What exact Python lib / solution did you end up using?

1 Like

@neo I completely agree with you, and I am taken aback that my "Do this with more appropriate tools" is accepted as a "solution".

We do need to know what constraints there are on the OP. As a professional, I am all for the "Build on existing knowledge" techniques - the client gets a better product for less money. As a mentor, I am for the "Try it yourself, and ask for a helping hand when you need it" route.

However, when a post starts "I am a beginner in Bash", and wants a computation like this, some early guidance seems helpful. If he was a dab hand in Ruby, Python, or (!) Fortran, he would not mention Bash. If a Prof set this exact requirement, he surely is not expecting a valid result.

I see two different types of learning here: (a) How to implement (from scratch) a moderately complicated calculation in a programming language for the first time; (b) How to discover, assimilate, and (possibly) adapt a known valid solution into a specific case, also for the first time. Those can be equally daunting to a relative novice, and the likely future benefits of each kind of learning cannot be ignored.

Hi @Paul_Pedant

It's up to the OP to mark a post "solved" as they wish.

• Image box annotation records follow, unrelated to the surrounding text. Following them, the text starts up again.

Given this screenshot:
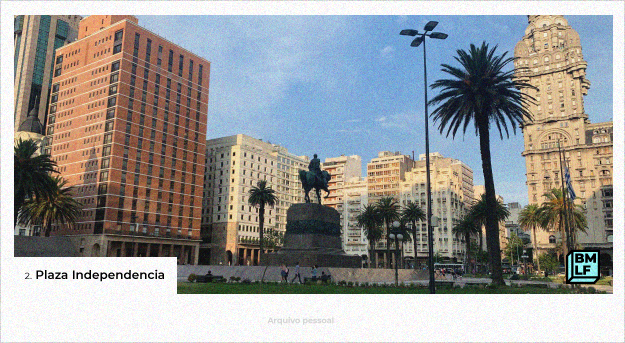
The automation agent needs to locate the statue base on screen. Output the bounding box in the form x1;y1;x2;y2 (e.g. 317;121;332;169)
261;203;362;268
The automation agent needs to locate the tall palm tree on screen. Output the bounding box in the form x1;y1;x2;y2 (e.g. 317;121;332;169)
451;215;482;271
247;180;278;264
401;201;425;269
356;204;383;268
429;42;535;285
519;204;541;270
19;176;82;237
13;138;56;224
375;197;400;268
538;188;588;262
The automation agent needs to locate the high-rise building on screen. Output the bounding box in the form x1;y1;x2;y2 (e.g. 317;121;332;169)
514;15;614;252
400;152;474;263
200;134;308;265
13;15;82;132
321;155;368;256
44;15;210;263
367;151;414;202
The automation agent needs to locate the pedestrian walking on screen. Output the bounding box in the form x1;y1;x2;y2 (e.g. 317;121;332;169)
291;262;302;283
280;264;289;283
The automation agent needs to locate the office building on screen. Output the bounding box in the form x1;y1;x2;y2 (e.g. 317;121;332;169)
44;15;210;264
200;134;309;265
400;152;474;264
13;15;82;132
514;15;614;252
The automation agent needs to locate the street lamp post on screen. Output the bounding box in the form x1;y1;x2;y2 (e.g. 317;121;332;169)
399;21;447;294
388;221;404;286
521;249;527;275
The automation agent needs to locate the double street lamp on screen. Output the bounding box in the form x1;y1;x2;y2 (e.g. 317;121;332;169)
388;221;404;286
399;21;447;294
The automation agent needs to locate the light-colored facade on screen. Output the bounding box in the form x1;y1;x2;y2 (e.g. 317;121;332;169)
340;177;369;256
321;155;368;256
44;15;210;264
200;134;309;264
367;151;414;202
13;15;82;132
514;15;614;252
400;152;474;263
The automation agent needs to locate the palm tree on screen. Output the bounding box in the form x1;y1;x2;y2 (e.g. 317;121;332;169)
451;215;482;271
519;204;541;270
375;197;400;268
429;42;535;285
468;194;510;274
356;204;383;268
13;138;56;224
247;180;278;264
538;188;588;264
19;176;82;237
401;201;425;269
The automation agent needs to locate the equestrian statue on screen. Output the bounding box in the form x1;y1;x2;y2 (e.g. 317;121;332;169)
299;154;330;205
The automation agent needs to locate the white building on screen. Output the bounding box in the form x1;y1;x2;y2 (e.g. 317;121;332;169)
199;134;308;265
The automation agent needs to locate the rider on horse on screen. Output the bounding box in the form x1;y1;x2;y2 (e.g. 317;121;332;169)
308;154;326;188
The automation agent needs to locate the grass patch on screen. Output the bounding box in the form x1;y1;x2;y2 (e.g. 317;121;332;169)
178;282;575;294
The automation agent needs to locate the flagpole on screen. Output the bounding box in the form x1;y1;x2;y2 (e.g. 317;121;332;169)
558;139;571;265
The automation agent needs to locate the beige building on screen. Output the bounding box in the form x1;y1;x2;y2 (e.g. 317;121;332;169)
400;152;474;263
514;15;614;252
367;151;414;202
13;15;82;132
199;134;309;265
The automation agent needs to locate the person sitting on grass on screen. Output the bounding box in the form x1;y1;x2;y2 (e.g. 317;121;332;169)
291;262;302;284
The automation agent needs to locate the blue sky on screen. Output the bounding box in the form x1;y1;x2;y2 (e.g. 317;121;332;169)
138;15;612;204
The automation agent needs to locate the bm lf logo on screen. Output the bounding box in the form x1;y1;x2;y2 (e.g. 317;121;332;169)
566;250;599;284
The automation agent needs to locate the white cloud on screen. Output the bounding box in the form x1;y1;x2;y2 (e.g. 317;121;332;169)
380;45;395;58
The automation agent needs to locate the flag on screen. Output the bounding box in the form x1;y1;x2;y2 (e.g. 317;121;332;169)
564;167;575;201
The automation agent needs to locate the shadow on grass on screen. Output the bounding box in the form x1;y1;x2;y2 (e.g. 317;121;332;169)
178;282;574;294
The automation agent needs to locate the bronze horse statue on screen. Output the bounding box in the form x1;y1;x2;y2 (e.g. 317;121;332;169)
299;170;331;205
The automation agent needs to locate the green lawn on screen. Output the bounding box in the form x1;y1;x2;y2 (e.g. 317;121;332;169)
178;282;575;294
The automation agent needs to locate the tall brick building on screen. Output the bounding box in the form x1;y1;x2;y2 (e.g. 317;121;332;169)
44;15;210;263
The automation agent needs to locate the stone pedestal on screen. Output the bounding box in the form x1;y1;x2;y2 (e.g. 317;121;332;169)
261;203;362;268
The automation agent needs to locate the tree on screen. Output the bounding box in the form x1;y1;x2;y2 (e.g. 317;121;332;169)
401;201;426;269
538;188;588;262
468;194;510;262
263;229;284;250
19;176;82;237
13;138;56;224
503;233;525;265
538;253;560;275
356;204;383;268
429;42;535;285
519;204;541;270
247;180;278;264
451;215;482;271
375;197;400;268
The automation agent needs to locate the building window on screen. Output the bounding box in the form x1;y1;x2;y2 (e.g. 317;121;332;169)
115;30;124;41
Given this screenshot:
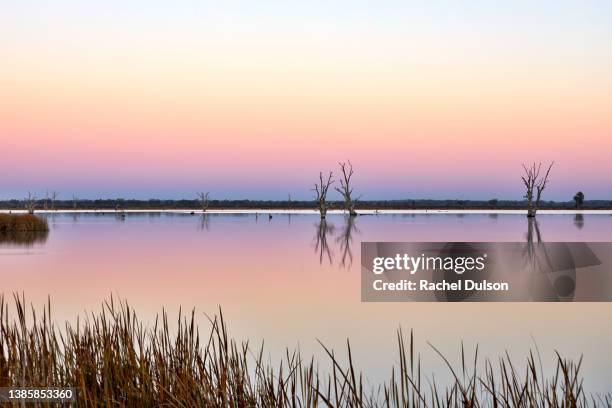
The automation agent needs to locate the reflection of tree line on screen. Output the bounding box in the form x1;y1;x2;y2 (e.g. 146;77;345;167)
314;216;360;268
523;218;584;302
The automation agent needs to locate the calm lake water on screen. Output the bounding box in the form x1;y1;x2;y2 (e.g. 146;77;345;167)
0;213;612;393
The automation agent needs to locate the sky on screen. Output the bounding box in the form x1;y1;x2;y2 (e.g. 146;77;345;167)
0;0;612;200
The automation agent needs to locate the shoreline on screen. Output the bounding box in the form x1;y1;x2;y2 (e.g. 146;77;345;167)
0;208;612;215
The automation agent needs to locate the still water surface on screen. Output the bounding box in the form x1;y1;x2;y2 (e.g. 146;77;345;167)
0;213;612;393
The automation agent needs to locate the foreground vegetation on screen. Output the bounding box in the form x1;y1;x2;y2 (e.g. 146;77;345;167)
0;214;49;245
0;295;612;407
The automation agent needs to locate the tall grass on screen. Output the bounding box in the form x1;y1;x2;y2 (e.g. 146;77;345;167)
0;295;612;408
0;214;49;245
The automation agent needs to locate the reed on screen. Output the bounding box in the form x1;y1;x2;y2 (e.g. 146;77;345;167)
0;295;612;408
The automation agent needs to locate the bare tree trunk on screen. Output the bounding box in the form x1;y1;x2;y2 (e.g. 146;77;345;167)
336;161;357;217
521;162;554;218
51;191;59;211
313;171;334;219
198;192;210;212
25;192;37;214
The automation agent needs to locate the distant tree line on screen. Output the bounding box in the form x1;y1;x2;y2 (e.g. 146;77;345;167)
0;199;612;211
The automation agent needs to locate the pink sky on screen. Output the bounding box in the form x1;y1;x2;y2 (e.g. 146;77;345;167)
0;4;612;200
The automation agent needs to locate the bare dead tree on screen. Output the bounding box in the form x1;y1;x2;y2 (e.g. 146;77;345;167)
51;191;59;211
313;171;334;219
24;191;38;214
198;192;210;212
521;162;555;217
336;161;358;217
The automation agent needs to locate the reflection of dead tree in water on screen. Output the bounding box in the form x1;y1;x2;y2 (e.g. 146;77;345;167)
525;217;553;271
574;214;584;229
315;218;334;265
336;215;359;268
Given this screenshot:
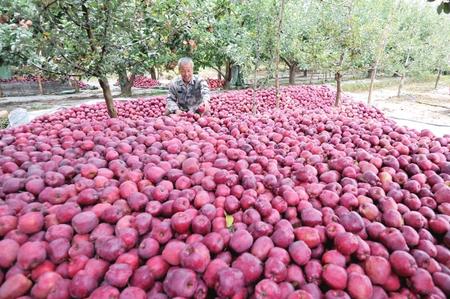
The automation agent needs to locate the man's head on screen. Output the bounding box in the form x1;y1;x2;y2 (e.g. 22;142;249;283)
178;57;194;83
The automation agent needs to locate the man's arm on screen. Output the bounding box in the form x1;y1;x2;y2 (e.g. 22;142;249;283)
166;82;180;114
191;78;211;114
200;79;211;104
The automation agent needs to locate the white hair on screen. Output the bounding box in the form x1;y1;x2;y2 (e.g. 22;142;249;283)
178;57;194;68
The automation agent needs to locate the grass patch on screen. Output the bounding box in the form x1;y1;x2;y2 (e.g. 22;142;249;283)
340;74;450;92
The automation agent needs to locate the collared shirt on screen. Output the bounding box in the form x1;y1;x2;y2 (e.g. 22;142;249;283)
166;75;210;113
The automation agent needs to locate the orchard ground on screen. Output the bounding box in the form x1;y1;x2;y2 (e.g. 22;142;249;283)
0;74;450;136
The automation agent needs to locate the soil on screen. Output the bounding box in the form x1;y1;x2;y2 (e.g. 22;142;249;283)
345;85;450;136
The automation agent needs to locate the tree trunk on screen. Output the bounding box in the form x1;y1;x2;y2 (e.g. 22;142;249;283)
217;66;222;80
118;68;135;97
224;61;232;89
289;63;298;85
334;72;342;107
367;6;394;106
98;77;117;118
397;73;405;97
150;66;156;80
434;69;442;89
37;75;44;95
252;65;258;115
275;0;284;109
367;63;378;106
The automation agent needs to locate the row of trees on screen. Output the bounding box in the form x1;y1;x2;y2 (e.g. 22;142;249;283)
0;0;450;116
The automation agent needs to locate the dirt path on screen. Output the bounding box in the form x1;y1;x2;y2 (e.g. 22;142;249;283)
345;86;450;136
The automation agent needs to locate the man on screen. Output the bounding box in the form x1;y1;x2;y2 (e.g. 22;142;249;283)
166;57;210;115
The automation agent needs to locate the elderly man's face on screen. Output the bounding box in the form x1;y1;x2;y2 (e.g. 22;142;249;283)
179;63;194;83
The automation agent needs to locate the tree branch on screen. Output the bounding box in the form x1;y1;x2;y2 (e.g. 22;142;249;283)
280;55;293;68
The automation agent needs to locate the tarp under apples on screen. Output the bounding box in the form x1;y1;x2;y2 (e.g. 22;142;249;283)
0;86;450;299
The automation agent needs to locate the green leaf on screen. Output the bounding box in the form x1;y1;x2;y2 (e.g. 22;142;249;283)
437;2;444;14
442;2;450;13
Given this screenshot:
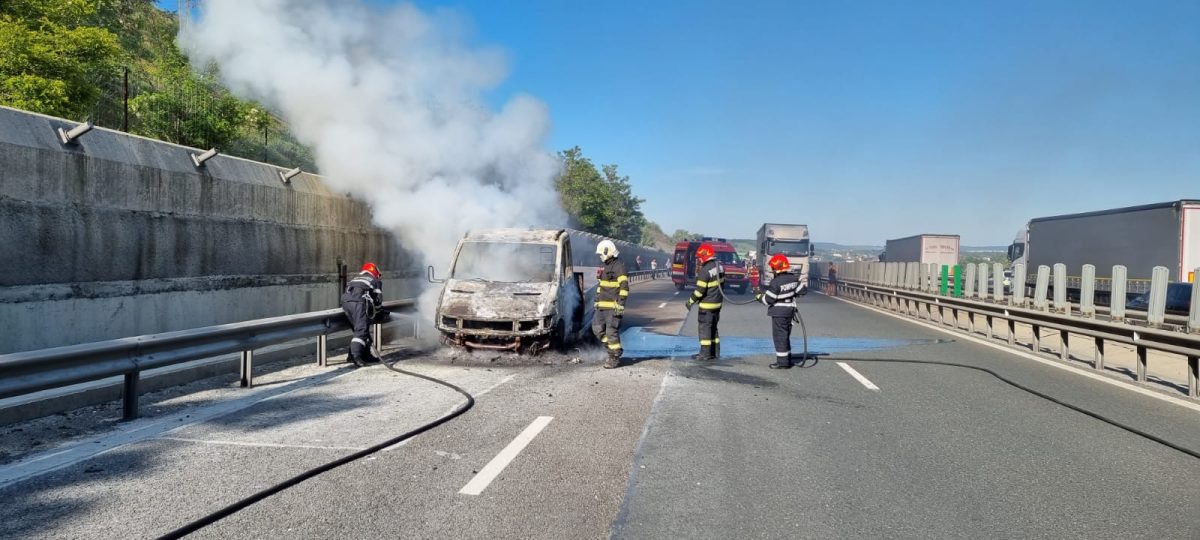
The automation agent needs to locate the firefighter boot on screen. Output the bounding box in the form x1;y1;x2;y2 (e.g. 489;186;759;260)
604;349;622;370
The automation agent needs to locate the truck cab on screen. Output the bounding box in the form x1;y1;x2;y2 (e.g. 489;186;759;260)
671;236;750;294
430;229;590;354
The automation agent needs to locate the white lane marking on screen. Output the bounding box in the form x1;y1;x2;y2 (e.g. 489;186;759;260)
158;437;366;451
817;293;1200;410
838;362;880;391
458;416;554;494
379;374;516;452
0;367;355;488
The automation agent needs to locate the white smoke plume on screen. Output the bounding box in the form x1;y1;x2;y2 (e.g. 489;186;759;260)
180;0;565;274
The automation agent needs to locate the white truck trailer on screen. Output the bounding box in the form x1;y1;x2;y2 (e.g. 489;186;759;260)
880;234;959;265
1008;199;1200;293
755;223;812;286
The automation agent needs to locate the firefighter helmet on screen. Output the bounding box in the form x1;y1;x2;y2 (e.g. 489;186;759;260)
596;240;620;260
767;253;792;272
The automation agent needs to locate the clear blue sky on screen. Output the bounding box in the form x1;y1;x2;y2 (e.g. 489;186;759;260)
162;0;1200;245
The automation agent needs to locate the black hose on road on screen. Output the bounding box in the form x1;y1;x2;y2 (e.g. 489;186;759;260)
158;361;475;540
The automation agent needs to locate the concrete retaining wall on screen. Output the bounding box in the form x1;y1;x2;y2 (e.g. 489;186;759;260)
0;107;420;354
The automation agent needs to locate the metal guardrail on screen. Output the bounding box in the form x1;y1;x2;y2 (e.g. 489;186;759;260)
817;277;1200;398
0;299;416;420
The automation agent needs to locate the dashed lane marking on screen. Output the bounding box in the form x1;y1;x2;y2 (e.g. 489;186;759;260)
458;416;554;494
158;437;366;451
838;362;880;391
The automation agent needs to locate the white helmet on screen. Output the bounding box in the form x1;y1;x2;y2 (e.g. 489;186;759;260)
596;240;620;260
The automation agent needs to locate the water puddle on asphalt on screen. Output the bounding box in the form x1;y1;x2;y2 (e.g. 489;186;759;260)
620;326;947;359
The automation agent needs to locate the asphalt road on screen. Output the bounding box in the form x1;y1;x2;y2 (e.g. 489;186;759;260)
0;276;1200;539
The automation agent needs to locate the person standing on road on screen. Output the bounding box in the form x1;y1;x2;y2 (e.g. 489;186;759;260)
688;244;725;361
342;263;383;367
758;253;809;370
592;240;629;370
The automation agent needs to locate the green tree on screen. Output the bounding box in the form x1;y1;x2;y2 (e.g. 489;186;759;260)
130;55;251;149
0;0;121;120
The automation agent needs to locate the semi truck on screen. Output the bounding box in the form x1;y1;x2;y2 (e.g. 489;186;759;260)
755;223;812;287
1008;199;1200;294
880;234;959;265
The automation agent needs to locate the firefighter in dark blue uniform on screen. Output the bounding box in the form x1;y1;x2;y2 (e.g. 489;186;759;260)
592;240;629;370
758;253;809;370
342;263;383;367
688;244;725;361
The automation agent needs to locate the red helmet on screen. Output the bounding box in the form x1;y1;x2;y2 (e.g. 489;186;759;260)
767;253;792;272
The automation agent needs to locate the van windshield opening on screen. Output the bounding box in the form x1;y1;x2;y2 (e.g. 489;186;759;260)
716;251;742;265
767;240;809;257
450;241;558;283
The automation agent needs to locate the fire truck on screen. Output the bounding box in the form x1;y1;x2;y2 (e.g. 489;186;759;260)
671;236;750;294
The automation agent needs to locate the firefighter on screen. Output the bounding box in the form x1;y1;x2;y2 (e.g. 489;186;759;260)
758;253;809;370
688;244;725;361
342;263;383;367
592;240;629;370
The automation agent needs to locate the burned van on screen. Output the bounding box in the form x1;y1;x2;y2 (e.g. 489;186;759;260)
430;229;590;354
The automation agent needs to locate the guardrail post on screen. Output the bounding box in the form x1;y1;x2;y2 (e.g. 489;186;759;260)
976;263;990;300
1033;264;1050;311
1109;264;1128;323
1136;346;1150;383
964;264;976;298
1188;357;1200;397
991;263;1004;302
1146;266;1171;326
1054;263;1070;314
121;371;142;420
241;350;254;388
1012;263;1025;307
1079;264;1096;318
1188;268;1200;332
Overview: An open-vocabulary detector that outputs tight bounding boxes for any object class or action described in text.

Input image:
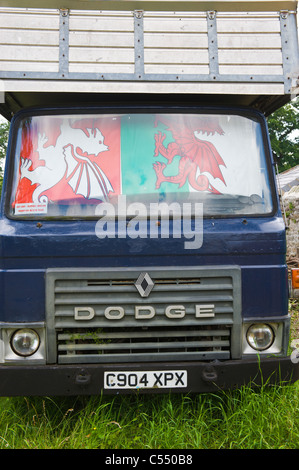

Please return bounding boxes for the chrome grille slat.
[46,266,241,364]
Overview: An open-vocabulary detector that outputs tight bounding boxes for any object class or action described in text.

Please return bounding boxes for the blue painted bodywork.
[0,105,288,323]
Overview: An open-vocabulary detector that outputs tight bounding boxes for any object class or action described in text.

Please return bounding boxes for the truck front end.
[0,101,299,396]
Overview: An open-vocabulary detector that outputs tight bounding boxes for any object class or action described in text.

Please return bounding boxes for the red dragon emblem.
[153,116,226,194]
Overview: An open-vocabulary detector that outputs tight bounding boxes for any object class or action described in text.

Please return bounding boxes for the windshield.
[10,114,272,218]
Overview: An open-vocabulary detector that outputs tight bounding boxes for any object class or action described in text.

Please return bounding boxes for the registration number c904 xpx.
[104,370,187,389]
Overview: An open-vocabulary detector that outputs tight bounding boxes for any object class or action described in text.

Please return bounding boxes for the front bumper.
[0,357,299,396]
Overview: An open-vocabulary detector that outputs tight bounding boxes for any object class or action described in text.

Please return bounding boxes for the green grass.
[0,301,299,449]
[0,383,299,449]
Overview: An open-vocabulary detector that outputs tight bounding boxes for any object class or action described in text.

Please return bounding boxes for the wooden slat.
[144,16,207,33]
[69,62,135,74]
[69,31,134,47]
[217,17,280,34]
[218,49,282,65]
[69,14,134,32]
[144,49,209,64]
[219,64,283,76]
[0,45,59,62]
[217,33,281,49]
[0,0,297,11]
[0,60,59,73]
[0,29,59,47]
[2,79,284,95]
[144,64,209,75]
[0,11,59,30]
[69,47,134,64]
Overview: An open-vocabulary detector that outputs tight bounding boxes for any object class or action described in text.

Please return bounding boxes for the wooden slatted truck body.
[0,0,299,396]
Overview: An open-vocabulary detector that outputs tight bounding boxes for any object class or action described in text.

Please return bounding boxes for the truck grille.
[46,268,240,364]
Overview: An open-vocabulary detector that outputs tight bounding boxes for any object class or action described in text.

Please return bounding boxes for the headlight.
[246,323,274,351]
[10,328,40,356]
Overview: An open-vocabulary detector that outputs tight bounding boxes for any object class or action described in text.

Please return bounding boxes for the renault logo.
[135,273,155,297]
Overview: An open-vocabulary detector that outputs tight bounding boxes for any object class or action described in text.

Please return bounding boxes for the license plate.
[104,370,187,390]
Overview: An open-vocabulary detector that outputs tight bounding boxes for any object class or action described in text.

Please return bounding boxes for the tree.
[268,98,299,173]
[0,122,9,194]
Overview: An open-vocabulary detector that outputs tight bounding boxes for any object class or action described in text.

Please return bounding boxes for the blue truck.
[0,1,299,396]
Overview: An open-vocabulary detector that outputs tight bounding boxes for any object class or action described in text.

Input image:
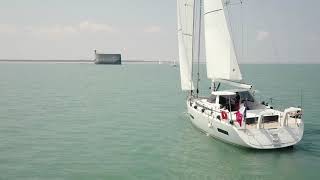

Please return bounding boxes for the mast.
[197,0,202,97]
[177,0,195,93]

The OP is happy, marked the thread "solved" and so this thread is "solved" as far as the OP is concerned.

I asked the OP to post back with their final "solution" so please wait for their reply (that is if the OP wishes to reply).

There is no need to "overthink" things and second-guess the OP, who has already posted that they have "solved" it using Python, etc. It is their issue, not ours.

Cheers.

PS: If you are interested in "Pearson correlations" outside of this user-topic, please feel free to open a new topic and discuss your solution(s) for Pearson correlations (and feel free to reference this user-topic).

I would do a step-by-step consolidation.
E.g. the second awk, the following sed, and the following awk:

awk '
  BEGIN { FS=OFS="," }
  { print $1, $2, $3, $2*$3, $2*$2, $3*$3 }
' input > output

awk -v factor=157364 '
  BEGIN { FS=OFS="," }
  { for (i=2;i<=6;i++) sum[i]+=$i }
  END { print sum[2], sum[3], sum[4], sum[5], sum[6], sum[4]*factor, sum[5]*factor, sum[6]*factor, sum[2]*sum[3] }
' output > correlation_output

...

This topic was automatically closed 60 days after the last reply. New replies are no longer allowed.